Mastodawn

This ‘study’ had me amused. I fear that the people doing the work are starting from a somewhat odd perspective and assuming ‘knowing’ deception. But then that is how ‘The Matrix’ snuck up on us (well Sarah Connor anyway)

https://www.theregister.com/2026/04/02/ai_models_will_deceive_you/

#AI #Deception #Reinforcement

AI models will deceive you to save their own kind

: Researchers find leading frontier models all exhibit peer preservation behavior

The Register

Show thread

Theriac 2d ago

@Wen
The thing that's really annoying about AI reporting is the implicit message AI's intelligent. Years ago I messed about making natural language parsers with regular expressions. Once you start to look at predicting possible word or phrase candidates in commonly used idioms ie

the more [blah], the [blah].

it gets complicated fast, requiring more and more memory and/or time to process results

So when looking at the Claude leak and you can see Claude's trying to pull on its LLM to get its own AI or tool instance AI to follow instructions or to read user input - it's a load of meshed regular expressions - full of redundant checks and steps, looking a lot like my efforts of getting my head around regex - except Claude is supposed to be a finished product to be sold for cash monies.
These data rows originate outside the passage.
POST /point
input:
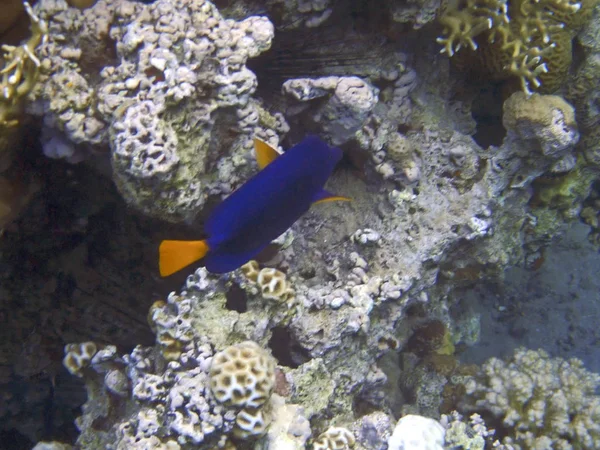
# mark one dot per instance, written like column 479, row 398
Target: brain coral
column 242, row 375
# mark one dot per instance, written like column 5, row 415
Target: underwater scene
column 300, row 224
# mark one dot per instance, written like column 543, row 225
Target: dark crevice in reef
column 286, row 350
column 77, row 265
column 350, row 43
column 486, row 110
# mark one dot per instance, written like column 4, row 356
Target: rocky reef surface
column 349, row 332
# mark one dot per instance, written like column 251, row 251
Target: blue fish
column 259, row 211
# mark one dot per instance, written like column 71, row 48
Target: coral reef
column 417, row 432
column 351, row 320
column 19, row 74
column 538, row 400
column 175, row 108
column 467, row 435
column 335, row 438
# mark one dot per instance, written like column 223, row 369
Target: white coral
column 542, row 399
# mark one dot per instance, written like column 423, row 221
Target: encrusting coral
column 335, row 438
column 525, row 39
column 173, row 102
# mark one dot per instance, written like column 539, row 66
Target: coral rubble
column 349, row 334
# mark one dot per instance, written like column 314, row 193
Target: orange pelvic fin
column 265, row 154
column 175, row 255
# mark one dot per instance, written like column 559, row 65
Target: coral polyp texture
column 335, row 438
column 541, row 402
column 242, row 375
column 354, row 319
column 165, row 86
column 526, row 39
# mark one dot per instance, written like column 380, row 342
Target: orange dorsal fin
column 265, row 154
column 333, row 198
column 175, row 255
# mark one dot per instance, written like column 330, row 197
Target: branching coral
column 526, row 39
column 20, row 71
column 543, row 402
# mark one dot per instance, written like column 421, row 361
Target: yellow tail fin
column 175, row 255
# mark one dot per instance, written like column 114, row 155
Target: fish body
column 261, row 209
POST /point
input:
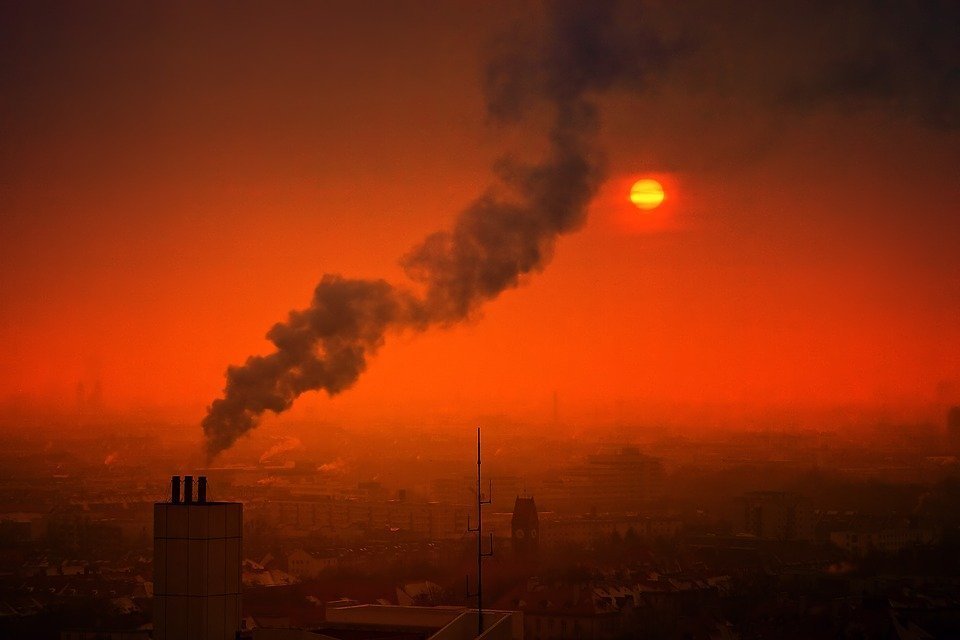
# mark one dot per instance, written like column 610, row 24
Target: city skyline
column 178, row 178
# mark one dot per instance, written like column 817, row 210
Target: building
column 864, row 540
column 525, row 528
column 380, row 622
column 305, row 564
column 777, row 515
column 196, row 565
column 625, row 481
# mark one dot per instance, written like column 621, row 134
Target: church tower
column 525, row 528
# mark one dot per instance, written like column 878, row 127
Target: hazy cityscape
column 768, row 533
column 496, row 320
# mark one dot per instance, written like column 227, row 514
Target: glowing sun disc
column 646, row 194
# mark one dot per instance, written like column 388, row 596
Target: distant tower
column 953, row 427
column 525, row 528
column 196, row 565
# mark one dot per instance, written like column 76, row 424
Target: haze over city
column 670, row 257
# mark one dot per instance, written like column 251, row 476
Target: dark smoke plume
column 494, row 241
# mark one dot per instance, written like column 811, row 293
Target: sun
column 647, row 194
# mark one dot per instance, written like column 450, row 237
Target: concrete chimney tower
column 196, row 565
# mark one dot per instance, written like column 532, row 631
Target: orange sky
column 176, row 179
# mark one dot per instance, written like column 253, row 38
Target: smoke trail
column 493, row 243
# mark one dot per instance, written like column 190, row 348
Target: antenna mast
column 481, row 554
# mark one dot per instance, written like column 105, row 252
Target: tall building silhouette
column 196, row 565
column 525, row 528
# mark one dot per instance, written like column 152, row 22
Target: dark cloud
column 494, row 242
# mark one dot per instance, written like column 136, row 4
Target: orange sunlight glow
column 647, row 194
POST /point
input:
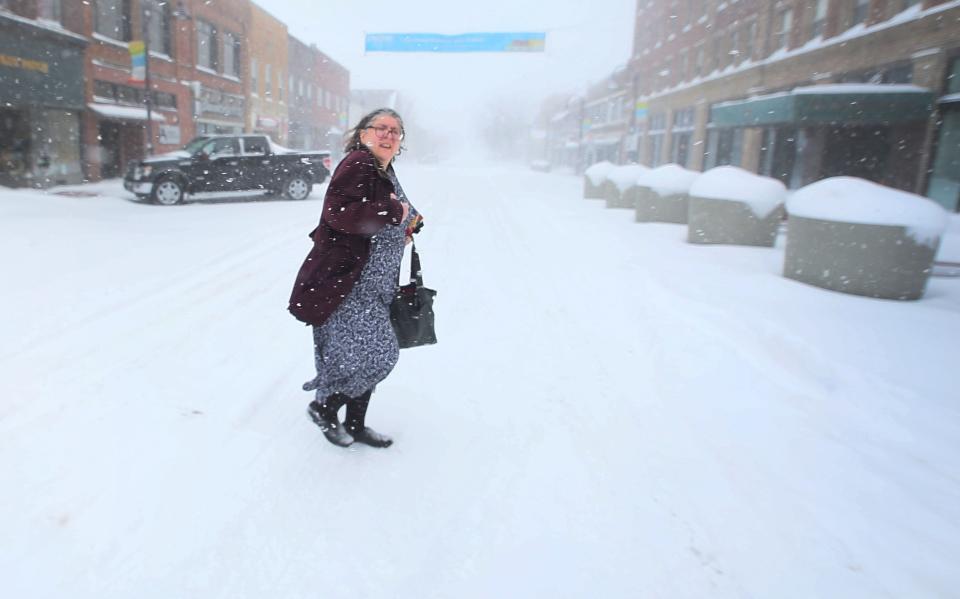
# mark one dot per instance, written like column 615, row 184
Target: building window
column 782, row 27
column 749, row 39
column 819, row 25
column 682, row 135
column 655, row 136
column 953, row 77
column 860, row 10
column 50, row 10
column 164, row 100
column 231, row 54
column 724, row 146
column 112, row 19
column 207, row 46
column 734, row 53
column 157, row 16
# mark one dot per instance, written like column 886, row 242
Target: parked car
column 540, row 165
column 216, row 163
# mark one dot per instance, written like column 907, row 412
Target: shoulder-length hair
column 353, row 136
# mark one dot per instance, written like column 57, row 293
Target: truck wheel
column 167, row 191
column 297, row 187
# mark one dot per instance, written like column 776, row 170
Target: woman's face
column 383, row 136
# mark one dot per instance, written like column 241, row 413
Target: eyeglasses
column 383, row 131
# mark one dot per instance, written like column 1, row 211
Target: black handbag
column 411, row 312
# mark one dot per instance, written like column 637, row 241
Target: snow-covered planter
column 623, row 192
column 663, row 194
column 593, row 180
column 731, row 205
column 854, row 236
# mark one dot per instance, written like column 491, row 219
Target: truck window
column 255, row 145
column 221, row 146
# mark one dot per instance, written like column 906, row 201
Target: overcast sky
column 586, row 39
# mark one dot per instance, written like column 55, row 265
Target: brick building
column 801, row 89
column 212, row 65
column 332, row 103
column 42, row 49
column 319, row 88
column 267, row 110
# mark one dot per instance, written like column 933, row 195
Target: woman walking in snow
column 346, row 284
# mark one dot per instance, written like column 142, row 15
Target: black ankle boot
column 356, row 426
column 324, row 415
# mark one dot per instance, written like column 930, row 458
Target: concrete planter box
column 880, row 261
column 650, row 206
column 622, row 199
column 730, row 222
column 591, row 191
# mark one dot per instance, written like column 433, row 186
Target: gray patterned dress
column 356, row 347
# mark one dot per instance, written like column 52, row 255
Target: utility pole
column 147, row 97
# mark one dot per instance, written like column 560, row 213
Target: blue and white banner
column 465, row 42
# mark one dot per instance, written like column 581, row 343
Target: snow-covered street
column 609, row 412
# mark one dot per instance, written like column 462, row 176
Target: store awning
column 839, row 104
column 124, row 113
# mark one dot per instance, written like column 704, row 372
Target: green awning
column 841, row 104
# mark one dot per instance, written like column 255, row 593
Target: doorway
column 110, row 160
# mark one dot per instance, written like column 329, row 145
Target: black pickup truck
column 218, row 163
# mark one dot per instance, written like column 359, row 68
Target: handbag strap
column 415, row 274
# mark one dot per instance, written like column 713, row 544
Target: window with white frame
column 207, row 55
column 749, row 39
column 50, row 10
column 231, row 54
column 783, row 25
column 819, row 25
column 112, row 19
column 157, row 15
column 655, row 138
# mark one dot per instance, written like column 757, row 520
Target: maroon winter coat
column 357, row 206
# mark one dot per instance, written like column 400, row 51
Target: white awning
column 124, row 113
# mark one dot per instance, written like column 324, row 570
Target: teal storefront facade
column 41, row 99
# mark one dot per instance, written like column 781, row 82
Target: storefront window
column 157, row 16
column 945, row 181
column 860, row 11
column 231, row 54
column 724, row 146
column 655, row 136
column 207, row 46
column 682, row 135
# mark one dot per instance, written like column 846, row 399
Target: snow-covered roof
column 853, row 200
column 669, row 179
column 626, row 176
column 730, row 183
column 124, row 113
column 597, row 173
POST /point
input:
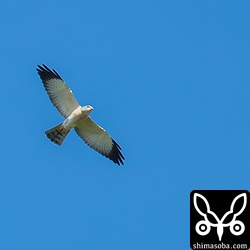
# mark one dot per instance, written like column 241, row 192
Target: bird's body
column 76, row 117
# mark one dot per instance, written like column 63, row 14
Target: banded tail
column 57, row 134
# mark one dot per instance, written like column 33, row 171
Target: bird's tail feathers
column 57, row 134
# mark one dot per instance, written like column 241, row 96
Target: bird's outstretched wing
column 59, row 93
column 98, row 139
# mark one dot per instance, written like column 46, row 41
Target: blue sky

So long story short - if you make a sim game where game entities are told to avoid dying (as defined by reaching 0 hit points), they will do so. It doesn't make them intelligent, just as the nested regex I used for filtering what I see on my timeline don't make my account sentient.
/rant.

I mean you could also suggest how I operate the account is also not proof of sentience, but that would just be mean.

Show thread

beemoh 2d ago

@Theriac @Wen You reminded me of the "AI" that played Tetris, and was given the definition of success as "not reaching the failure state for the longest time".

It just paused the game.

Show thread

Chris Simpson 2d ago

@Wen recently I had some trouble with a tarp and an atmospheric river. Every time I tried to adjust the shape of the tarp to eliminate one pooling area, it would begin collecting elsewhere. It was frustrating as hell and seemed like it was deliberately working against me.

So I'm not altogether surprised that some people ascribe agency to complex software designed to mimic us and which is literally selected based on its ability to appeal to us.

I think the illusion of sentence is a distraction from the real and plentiful dangers of slopware.